Affinda’s Draftable software is used by law firms, including Allens, to compare documents and rapidly note and mark up important changes, while the flagship Affinda product is a document-processing platform that parses huge numbers of documents, and organises unstructured data in a usable and uniform way.
Recruitment firm Seek uses Affinda to process résumés in multiple languages.
“When we look at corporate Australia, it feels like we’re at an inflection point where investors are increasingly asking for evidence of AI working in businesses, with practical applications that solve actual business problems,” Tim Toner said.
“We’ve been watching Dawid and Pathfindr over the last 12 months and they have been growing even faster than we are.
“The AI training and enablement services they provide are exactly what a lot of companies need because the fastest way to create value from AI is to give everyone the tools and the training to give them superpowers.”
Pathfindr was listed as one of The Australian Financial Review’s Most Innovative Companies of 2024, when it was building software to automate the early stages of consulting assignments. Naude said last year that its Sparky AI software would take a typical consulting engagement, give it a fixed price and deliver twice the outcome at a fraction of the cost.
However, he said OpenAI had launched an updated version of its AI platform that underpins ChatGPT – known as GPT-o3 – that could do 95 per cent of what Sparky did. Instead, Naude decided to focus its business on providing consulting and training to big organisations including Coles Group and the Victorian government.
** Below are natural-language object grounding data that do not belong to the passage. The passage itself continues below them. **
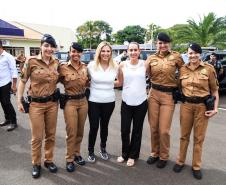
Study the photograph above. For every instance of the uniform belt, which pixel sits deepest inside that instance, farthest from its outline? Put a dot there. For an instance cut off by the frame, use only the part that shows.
(42, 99)
(163, 88)
(195, 99)
(75, 97)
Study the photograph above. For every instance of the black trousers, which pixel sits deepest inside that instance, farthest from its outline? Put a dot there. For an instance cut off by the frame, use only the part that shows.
(99, 114)
(7, 106)
(129, 114)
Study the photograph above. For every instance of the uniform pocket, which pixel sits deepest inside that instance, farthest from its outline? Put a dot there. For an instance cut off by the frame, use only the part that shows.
(69, 77)
(203, 77)
(184, 77)
(153, 63)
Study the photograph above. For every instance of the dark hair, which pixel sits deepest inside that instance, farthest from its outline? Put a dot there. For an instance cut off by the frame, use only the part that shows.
(49, 39)
(1, 44)
(133, 43)
(76, 46)
(195, 47)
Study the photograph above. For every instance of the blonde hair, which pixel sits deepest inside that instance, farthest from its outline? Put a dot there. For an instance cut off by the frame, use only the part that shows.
(112, 64)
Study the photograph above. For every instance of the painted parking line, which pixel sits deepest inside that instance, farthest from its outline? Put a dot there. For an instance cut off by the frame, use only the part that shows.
(221, 108)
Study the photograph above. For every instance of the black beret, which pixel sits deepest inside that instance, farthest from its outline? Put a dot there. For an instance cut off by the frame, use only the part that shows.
(195, 47)
(49, 39)
(163, 37)
(77, 46)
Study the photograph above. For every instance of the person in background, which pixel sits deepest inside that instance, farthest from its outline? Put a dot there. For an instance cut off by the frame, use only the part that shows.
(42, 70)
(132, 77)
(198, 81)
(162, 67)
(21, 58)
(217, 65)
(8, 80)
(73, 75)
(185, 57)
(102, 73)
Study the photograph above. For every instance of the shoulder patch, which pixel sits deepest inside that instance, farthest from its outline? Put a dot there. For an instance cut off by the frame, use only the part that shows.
(63, 63)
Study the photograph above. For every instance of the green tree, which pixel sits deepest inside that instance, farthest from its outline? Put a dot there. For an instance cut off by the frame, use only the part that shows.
(152, 32)
(91, 33)
(130, 33)
(208, 31)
“It was a real inflection point for us, we realised the space is moving so fast that you can literally get an award for an innovation one day and the next day there’s a tweet from Sam Altman about a new feature, and all of a sudden you’re eliminated,” Naude said.
Toner said Pathfindr would fit naturally alongside its existing business lines, allowing it to better service companies that want to learn how to properly deploy AI and expand the variety of AI products they could sell.
Affinda had been self-funded until it raised $12.9 million at a pre-money valuation of $60 million in 2022, this valuation increased to $120 million before it raised another $10 million in June 2024.
Its investors include the family office of Toll Group founder Paul Little; Ellerston Capital co-founder Ashok Jacob; former MYOB and REA Group CEO Greg Ellis; fund manager Craig Bingham; and Armitage Associates managing director Mark De Ambrosis.
Its co-founders are cousins of Helen Toner, who was on the board of OpenAI, before leaving in the aftermath of a failed bid to oust Sam Altman as chief executive.
After the acquisition of Pathfindr, Toner said the combined companies now had an implied valuation of $195 million. He said the company would grow to about 100 employees, and was forecasting annual revenue of $20 million to $25 million. This was continuing to grow at a rate of 100 per cent year-on-year, he said.
“We’ve got more than 2000 customers in 80-plus countries around the world, so that speaks volumes in terms of the value of the products that we’re building,” Toner said.
The perception of quality of AI use in the consulting sphere has taken a battering in Australia in the past week, with Deloitte Australia under pressure to provide a full refund for a $440,000 report that was revised due to artificial intelligence-related errors in its initial version.
Naude said the saga, which suggested Deloitte consultants were using generative AI without checking the accuracy of the content, was not a death knell for the use of AI in professional services. Rather he viewed it as an opportunity to win more business from companies keen to make better use of AI.
“High-level issues like inaccuracy and hallucination are so phenomenally solvable if you actually have a deliberate purpose of how you’re using AI,” he said.
“There will still be way more of these big mistakes in the next couple of years, but the evidence of successful case studies where people use AI properly will also be there. It is going to be about bringing your AI use out of the shadows in a company and leaning into it.”